Section 5.3: Authentication Technologies
Authentication techniques are the techniques that help you to identify people or systems what they claim to be. Authentication is one of the most important aspects to ensure secure infrastructure of your organization. Authentication works in conjunction with the identification. Where the identification enables a system to identify whether a user is known to the system, the authorization enables a system to find whether the user is allowed to access the requested resource or data. Identification, authentication, and authorization are often collectively referred to as access controls.
The three major factors on which authentication depend upon are:
1. Something you know: This may include Personal identification number (PIN) and password.
2. Something you have: This may include smart card and other identification devices as iButton.
3. Something physically unique about you: This may include your fingerprints or retinal patterns.
Some common Authentication methods used these days are:
- Username/Password: In this type of authentication, the user has to provide a user name and the password to a system in which it wants to log on. If the password matches the user is allowed to log on else not. This is one of the simplest, cheap, and most common types of authentication used these days but susceptible to many form of attacks. The passwords are generally vulnerable to guessing attacks and are subject to interception in transit over a network.
- Password Authentication Protocol (PAP): This is another simple form of authentication, which does not provide a strong authentication. Passwords and usernames in PAP are sent over the network for a match in text format and are vulnerable to sniffing attacks, as shown in Figure 69. This method is usually used where a plaintext password is required to simulate a login at a remote host.
Figure 69
- Challenge Handshake Authentication Protocol (CHAP): Unlike PAP, CHAP is a stronger authentication method. It keeps verifying the identity of the peer periodically using a 3-way handshake after an initial link is established between the client and the server. It challenges a system to very identity.
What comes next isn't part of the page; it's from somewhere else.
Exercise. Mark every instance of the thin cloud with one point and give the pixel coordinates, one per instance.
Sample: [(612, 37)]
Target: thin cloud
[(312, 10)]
It does not use username/password for authentication rather the user sends a logon request from the client computer to the server and the server encrypts and sends the challenge back to the client, as shown in Figure 70. The client responds back with a value calculated using a "one-way hash" function. The server then checks the response from the client against its own calculation of the expected hash value. If the values matches, the authentication is granted else the connection is terminated.
Figure 70
- Certificates: In this authentication method a digital certificate is issued by a server or a valid certification authority, which is accepted by the challenging system. These certificates can be used as a part of logon process to verify user identity for e-mail messages, e-commerce transactions, or smart cards. When applications encounter these certificates, they can check the authenticity of the certificate by inquiring with the issuing certificate authority to ensure the identity of the sender or website owner.
- Security Tokens: These are similar to certificates and can be used as software and hardware both to establish an identity of the user. A token is a piece of data that holds information about the user. The authentication system creates a security token every time a user connects or a session begins. The token is destroyed at the completion of the session.
- Kerberos: The Kerberos protocol has become a most common authentication method. It is a network-based authentication service and is used to provide single sign on to a distributed network. It provides tickets to the users as a proof of identity, after users are authenticated by presenting a user name and password for authentication. Each ticket issued by the Kerberos protocol has a start time and an expiration time. The ticket can be used as many times as necessary within that time frame.
- Smart cards: A smart card is a plastic card that resembles a credit card in size and shape. It has an embedded microprocessor that can be used to hold data. The smart cards are mainly used for identification, authentication, and data storage. They can be used for telephone calling, electronic cash payments, and for other similar applications. Smart cards provide a strong form of authentication when they are used for logging on to a domain because they use cryptography-based identification and proof of possession. Because smart card is a physical item, it can be stolen or lost. In that case the person who gets it can access all the resources it allows.
- Biometrics: Biometric authentication authenticates a person on the basis of the physical characteristics of the person. These characteristics are created when the person registers to the authentication system. It includes fingerprint recognition, iris recognition, retina recognition, and face recognition. Other biometric technologies include hand recognition, voice recognition, and signature dynamics. Biometric values of a person are verified for authentication and must be protected in transit if they need to be identified at a remote location.
Section 5.3.1: Multifactor Authentication
Multifactor authentication involves two or more methods of authentication. The example of two factor authentication can be the use of smartcards and the passwords both for the authentication.